RESUME DE LA THESE      

Les montagnes méditerranéennes sont le cadre de référence de cette recherche portant sur la place et le rôle du bassin versant dans les dynamiques territoriales contemporaines. Les bassins versants retenus sont ceux de l'Ardèche (07), du Doux (07) et du Buëch (05).
Depuis les lois de 1964 et 1992, le bassin versant s'impose comme le cadre de la politique de l'eau en France et confirme la territorialisation de sa gestion. L'objectif est d'analyser les modalités d'intégration et d'articulation d'une politique sectorielle dans le champ de développement territorial.

Longtemps considérée exclusivement comme un bien économique, la ressource en eau a connu une gestion ponctuelle et sectorielle. Face aux limites de cette gestion, se développe une gestion intégrée et territoriale en parallèle à l'émergence des dimensions environnementales et patrimoniales de la ressource. L'intégration de ces dimensions dans la gestion économique de l'eau conduit à de nouvelles approches et à de nouveaux territoires. Elle consacre ainsi, à toutes les échelles, l'irrésistible retour du bassin versant dans les politiques de l'eau. (Partie I).

Une analyse épistémologique et historique du bassin versant depuis le XVIIème siècle présente les fondements et le cheminement du concept dans les disciplines scientifiques et dans les champs de l'organisation et de l'administration du territoire. Le XIXème siècle est plus particulièrement analysé dans le sens où le bassin versant atteint, à cette époque, sa pleine maturité. Il est alors l'expression de l'exercice du pouvoir, de la rationalité économique et scientifique, mais aussi de la lutte contre le centralisme étatique. De cette période, le bassin versant conserve une ambivalence qui place son action entre réglementation et contractualisation, durant le XXème siècle. (Partie II).

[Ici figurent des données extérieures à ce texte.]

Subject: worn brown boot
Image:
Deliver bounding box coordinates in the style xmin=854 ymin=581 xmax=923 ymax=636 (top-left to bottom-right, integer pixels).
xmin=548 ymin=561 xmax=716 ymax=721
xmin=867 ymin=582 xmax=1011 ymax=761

L'intégration progressive de la gestion de l'eau dans le développement territorial entame un vaste processus de recomposition. La lutte institutionnelle et politique pour le contrôle du bassin versant entraîne la neutralisation des processus de développement. La territorialisation de la gestion de l'eau atteint ses limites et remet en cause le bassin versant comme territoire d'action. (Partie III).